The postmortem on the San Jose Sharks' 2011-12 season has started, and Coach Todd McLellan's status for next season is the first and most significant issue.

McLellan completed his fourth season with the Sharks, getting them into the postseason for the fourth time (barely) but losing in five games to the St. Louis Blues after making the Western Conference Finals in 2011.

According to David Pollak of the Mercury News, McLellan wants back:

"I'm very confident in what we do, I'm very confident in the coaching staff and I firmly believe the players believe in us as a group as we believe in them," McLellan said.

He said he and Wilson "have a tremendous relationship, the two of us, and we'll have an opportunity to sit down and talk about the two of us. Just like anything else, we'll look at what we've done and what we can do better."

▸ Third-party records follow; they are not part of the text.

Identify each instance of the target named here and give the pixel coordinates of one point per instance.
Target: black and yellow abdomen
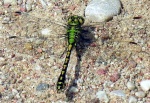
(73, 31)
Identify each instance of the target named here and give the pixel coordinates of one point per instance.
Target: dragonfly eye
(81, 20)
(75, 20)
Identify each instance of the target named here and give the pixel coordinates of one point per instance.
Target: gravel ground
(115, 56)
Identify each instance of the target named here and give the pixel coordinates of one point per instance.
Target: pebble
(42, 86)
(132, 99)
(131, 85)
(140, 94)
(28, 46)
(119, 93)
(45, 32)
(145, 85)
(102, 96)
(102, 10)
(12, 2)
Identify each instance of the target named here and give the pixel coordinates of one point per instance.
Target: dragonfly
(74, 29)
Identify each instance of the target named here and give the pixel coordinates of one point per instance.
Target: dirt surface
(113, 53)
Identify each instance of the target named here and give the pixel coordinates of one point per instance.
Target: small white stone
(145, 85)
(132, 99)
(73, 90)
(46, 32)
(102, 96)
(102, 10)
(131, 85)
(140, 94)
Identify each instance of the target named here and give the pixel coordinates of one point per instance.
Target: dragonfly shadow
(86, 38)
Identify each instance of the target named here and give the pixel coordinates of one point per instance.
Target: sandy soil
(113, 54)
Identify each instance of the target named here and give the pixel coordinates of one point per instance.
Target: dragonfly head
(75, 20)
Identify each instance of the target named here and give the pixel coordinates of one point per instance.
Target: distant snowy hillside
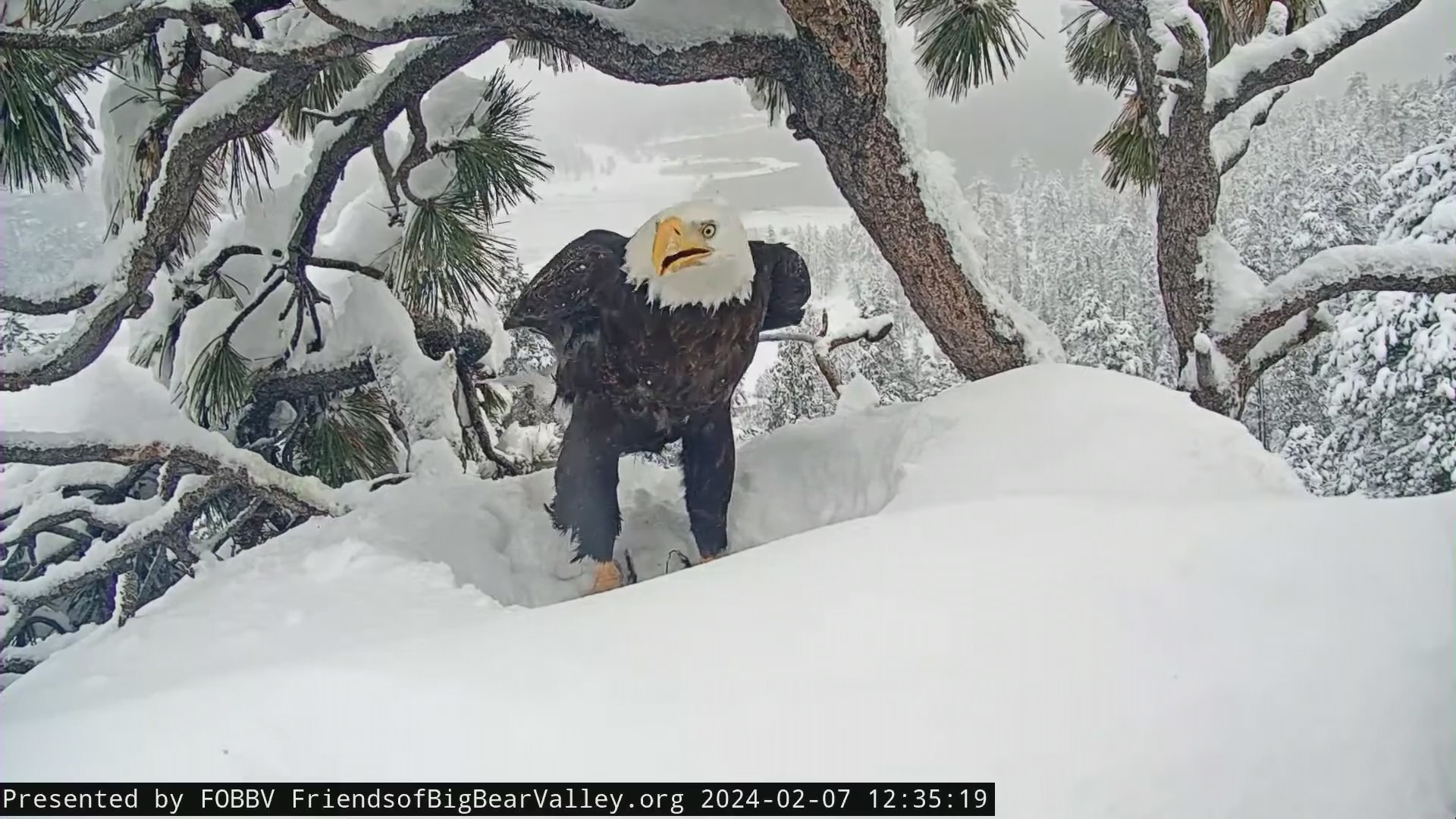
(1068, 582)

Wilson, for his part, didn't declare McLellan will be back but also didn't sign his walking papers.

From CSN Bay Area:

"The review should include all of us. It should start with me. We will go through this period of reviewing everything with this hockey team. That's the process we do every year. It's all about what's right for this organization.

"I believe in Todd. We've gone to the final four, he won a Cup in Detroit, he knows this game. But, there are some things we will all sit down and have to get better [at]. We don't believe in excuses and avoidance, and there are some things that are quite apparent that have to be fixed for us to be successful."

Will McLellan be back?

I've long thought getting into the playoffs would be enough to save his job, but he'll face the same heat as Alain Vigneault with the Vancouver Canucks and Joel Quenneville with the Chicago Blackhawks.

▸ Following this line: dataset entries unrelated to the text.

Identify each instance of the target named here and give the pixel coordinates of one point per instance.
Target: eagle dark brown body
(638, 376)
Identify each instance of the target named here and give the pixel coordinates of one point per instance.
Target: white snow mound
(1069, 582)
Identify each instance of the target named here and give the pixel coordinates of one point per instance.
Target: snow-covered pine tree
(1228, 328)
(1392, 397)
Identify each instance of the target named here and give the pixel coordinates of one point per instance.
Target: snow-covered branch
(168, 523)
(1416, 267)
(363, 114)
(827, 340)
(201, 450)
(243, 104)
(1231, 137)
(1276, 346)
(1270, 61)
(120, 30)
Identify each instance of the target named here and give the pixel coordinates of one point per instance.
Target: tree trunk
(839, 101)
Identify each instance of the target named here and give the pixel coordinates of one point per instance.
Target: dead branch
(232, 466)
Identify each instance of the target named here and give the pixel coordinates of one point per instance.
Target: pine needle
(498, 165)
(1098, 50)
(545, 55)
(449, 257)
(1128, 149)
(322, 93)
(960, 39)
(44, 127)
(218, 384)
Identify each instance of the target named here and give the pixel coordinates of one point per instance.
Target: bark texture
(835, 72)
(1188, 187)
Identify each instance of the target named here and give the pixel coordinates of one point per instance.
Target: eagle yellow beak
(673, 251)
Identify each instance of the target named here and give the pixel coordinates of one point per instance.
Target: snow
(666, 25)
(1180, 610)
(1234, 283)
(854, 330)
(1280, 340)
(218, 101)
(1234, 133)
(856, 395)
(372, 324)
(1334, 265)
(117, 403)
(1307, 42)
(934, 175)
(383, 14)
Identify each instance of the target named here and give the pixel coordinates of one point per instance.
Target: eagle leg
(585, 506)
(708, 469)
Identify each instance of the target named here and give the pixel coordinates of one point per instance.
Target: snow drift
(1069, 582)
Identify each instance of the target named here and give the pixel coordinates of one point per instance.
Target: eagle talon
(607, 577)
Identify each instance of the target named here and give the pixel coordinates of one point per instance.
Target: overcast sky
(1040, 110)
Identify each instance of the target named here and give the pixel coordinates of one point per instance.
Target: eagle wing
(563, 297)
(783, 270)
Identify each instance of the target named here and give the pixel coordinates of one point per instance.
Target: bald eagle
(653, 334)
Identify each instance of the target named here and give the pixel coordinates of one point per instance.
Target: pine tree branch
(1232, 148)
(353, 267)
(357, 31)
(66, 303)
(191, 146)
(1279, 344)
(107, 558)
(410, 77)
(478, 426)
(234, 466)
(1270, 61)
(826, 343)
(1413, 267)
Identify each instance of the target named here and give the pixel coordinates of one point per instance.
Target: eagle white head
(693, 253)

Will ownership decide the coach must be sacrificed for his team's failures? If so, is there actually an upgrade available over the current bench boss? (Which, as Mark Spector notes, is the real question in Vancouver.)

Perhaps, instead, McLellan's assistants take the fall, which has become a reliable statement from management to a struggling team. (And also a harbinger of an eventual firing; see: Toronto, Montreal.)

Among the fixes for the Sharks, according to Mark Emmons of the Mercury News: The penalty kill, which Wilson said has been "awful for two years, and that impacts your game in a big way. That was like an anchor around our ankle."

Perhaps not the best news for assistant coach Jay Woodcroft; then again, Wilson's trade deadline acquisitions were supposed to help the PK too, and didn't.